Há uma ambiguidade presente já na sequência de animação que abre o filme, apresentando a mitologia de Wakanda. Podemos reconhecer, pelas vozes e pelo modo como se dirigem um ao outro, que a narração em off que apresenta a origem do país se refere a um diálogo entre o rei T’Chaka e seu filho, ainda criança, príncipe T’Challa. Mas antes que possamos ver qualquer um desses dois personagens em cena, a sequência seguinte nos apresenta outro pai e filho, N’Jobu, irmão do rei e um Hatut Zeraze ele mesmo, e N’Jadaka, futuramente Erik Killmonger. Quem, então, narra Wakanda, um país imaginado? Um rei para seu herdeiro ou o exilado para um filho que fora mantido alienado de sua terra? Um estadista para os jovens habitantes desse lugar ou o traidor para aqueles que foram deixados para trás?

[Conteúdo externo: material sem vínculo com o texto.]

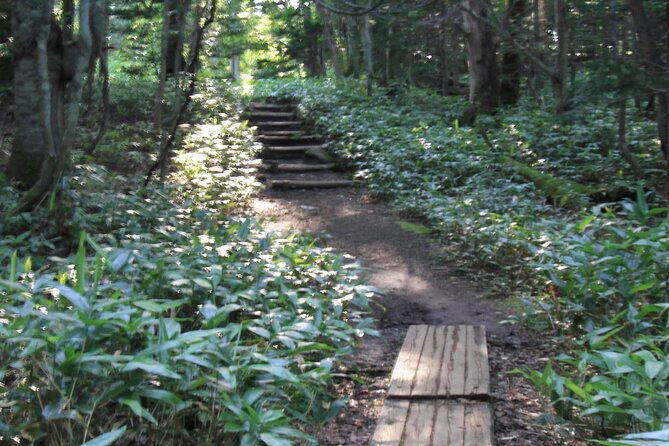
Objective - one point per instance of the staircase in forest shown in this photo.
(292, 158)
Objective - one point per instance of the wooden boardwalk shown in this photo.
(438, 390)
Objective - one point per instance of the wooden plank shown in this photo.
(478, 425)
(391, 423)
(454, 369)
(434, 423)
(274, 139)
(272, 106)
(404, 373)
(478, 373)
(289, 149)
(449, 424)
(446, 362)
(309, 184)
(420, 424)
(276, 123)
(430, 362)
(284, 133)
(255, 114)
(301, 167)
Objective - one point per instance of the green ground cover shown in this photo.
(548, 207)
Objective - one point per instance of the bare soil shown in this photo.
(417, 290)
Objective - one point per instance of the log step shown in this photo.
(442, 362)
(434, 423)
(299, 167)
(286, 139)
(276, 123)
(260, 106)
(295, 149)
(308, 184)
(257, 114)
(291, 133)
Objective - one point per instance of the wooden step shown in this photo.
(309, 184)
(280, 124)
(256, 115)
(298, 167)
(291, 133)
(262, 106)
(295, 149)
(434, 423)
(442, 362)
(287, 139)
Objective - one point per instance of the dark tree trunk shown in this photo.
(49, 76)
(511, 61)
(651, 57)
(32, 20)
(481, 56)
(559, 77)
(352, 47)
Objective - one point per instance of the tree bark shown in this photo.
(368, 46)
(331, 42)
(49, 77)
(559, 77)
(481, 57)
(652, 62)
(352, 46)
(160, 92)
(511, 61)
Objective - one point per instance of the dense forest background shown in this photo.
(531, 138)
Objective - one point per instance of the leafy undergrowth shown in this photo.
(598, 273)
(170, 322)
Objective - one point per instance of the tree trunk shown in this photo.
(511, 61)
(651, 57)
(368, 47)
(444, 65)
(49, 78)
(622, 140)
(352, 47)
(314, 66)
(331, 42)
(559, 77)
(33, 133)
(99, 52)
(536, 81)
(481, 57)
(162, 80)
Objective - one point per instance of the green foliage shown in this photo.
(149, 315)
(600, 275)
(175, 335)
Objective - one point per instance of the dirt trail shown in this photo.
(417, 290)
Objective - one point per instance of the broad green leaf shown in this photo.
(151, 366)
(106, 439)
(76, 299)
(158, 307)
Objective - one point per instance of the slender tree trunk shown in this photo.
(481, 57)
(653, 65)
(352, 46)
(160, 92)
(444, 65)
(536, 81)
(368, 47)
(511, 61)
(59, 78)
(100, 53)
(386, 53)
(561, 60)
(622, 140)
(331, 41)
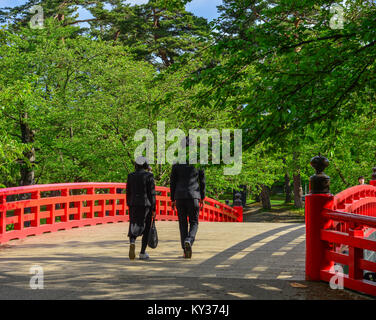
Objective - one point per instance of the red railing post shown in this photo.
(65, 196)
(3, 215)
(355, 256)
(90, 203)
(314, 205)
(35, 210)
(315, 202)
(239, 212)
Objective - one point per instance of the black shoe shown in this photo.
(187, 250)
(132, 251)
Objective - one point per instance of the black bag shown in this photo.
(153, 236)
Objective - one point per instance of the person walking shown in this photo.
(187, 186)
(141, 200)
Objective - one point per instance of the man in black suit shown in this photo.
(141, 200)
(187, 194)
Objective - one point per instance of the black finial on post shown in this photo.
(319, 182)
(238, 202)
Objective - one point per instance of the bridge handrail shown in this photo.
(54, 207)
(341, 221)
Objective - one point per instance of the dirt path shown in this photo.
(255, 213)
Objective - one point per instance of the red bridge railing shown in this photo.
(33, 210)
(338, 230)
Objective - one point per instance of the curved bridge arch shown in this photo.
(38, 209)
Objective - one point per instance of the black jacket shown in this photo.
(141, 189)
(187, 182)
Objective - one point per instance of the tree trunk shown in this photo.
(298, 191)
(27, 165)
(287, 188)
(265, 197)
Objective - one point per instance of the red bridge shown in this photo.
(340, 230)
(247, 260)
(33, 210)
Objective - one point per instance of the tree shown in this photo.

A ambiguidade é sustentada pelo desenvolvimento posterior desses personagens, pelo ressentimento de Killmonger (Michael B. Jordan) e pela culpa de T’Challa (Chadwick Boseman), consagrado rei depois da morte de seu pai. Mas o fundamento desse antagonismo, o princípio da construção mesma dos personagens, está no reconhecimento desses Hatut Zeraze, dos que foram postos fora de sua terra, dos que nunca poderão voltar, porque aquele espaço, de algum modo, já não os pertence. Coogler procura a visualidade mesma desse exílio, como no olhar da criança para a espaçonave que a abandona ou no estar diante de um por do sol de que se ouviu menção do encanto — mas que se mostra, enfim, fatalmente inalcançável.
Wakanda, como lar fictício, só poderia ser criado a partir do olhar dos que estão fora. Talvez por isso, a maior parte das histórias do Pantera Negra lida com o afastamento do rei T’Challa, com a problemática de seu rompimento com a política isolacionista do país e com sua aproximação ao ocidente. As aventuras do herói em Wakanda são, geralmente, narrativas de retorno a Wakanda (como é o caso do próprio filme). Coogler parece ter muito claro esse entendimento do lugar como distante porque imaginado e imaginado porque distante. O país não é a Ágrabah da versão da Disney para Aladdin (1992), no sentido de que não se trata meramente de misturar os estereótipos de uma série de culturas locais para criar um único representativo de todas elas. Wakanda, como recriada por Coogler, não é tanto uma representação da África quanto de um desejo de retorno ao continente e da impossibilidade desse retorno.
Coogler se alia, por esse caminho, à excelente retomada do personagem nos quadrinhos conduzida pelo escritor Ta-Nehisi Coates desde 2016. Coates, como Coogler, reconhece Wakanda e toda a mitologia que cerca esse espaço como uma construção ocidental. Há certa ironia em jogo no modo como o autor reapresenta a história do país como uma de várias visões divergentes da ancestralidade africana em disputa. É ele quem introduz, por exemplo, os orixás ao universo do herói, como personagens esquecidos por uma Wakanda ocidentalizada.
Ora, reconhecer o país mitológico desse modo não é apenas uma consideração pelos personagens ou pelo próprio lugar dos dois autores estadunidenses, mas também uma constatação da indústria em que foi criado e onde está inserido. É óbvio que Wakanda, tanto na leitura de Coates quanto na de Coogler, é pautada pelos padrões criativos da Marvel e Disney. O universo do Pantera Negra não existe fora desse contexto industrial, como algum tipo de criação exclusiva dos que são vistos como seus autores (Stan Lee, Priest, Coates ou Coogler).
O que é levado adiante nessas leituras mais recentes é a exposição do personagem e dos elementos que o cercam como artifícios trabalhados por esses outros, sejam eles a figura ficcional do exilado, a nostalgia dos escritores ou o agenciamento de indústrias ocidentais. Estabelecida como uma declaração dos que estão fora, Wakanda se fortalece como obra fantástica. E é preciso que ela funcione sempre dentro dessa estrutura ficcional — que se observe essa África intocada pela colonização como um espaço imaginado dentro do contexto mesmo da colonização — para que se opere politicamente o olhar dos que miram a distância.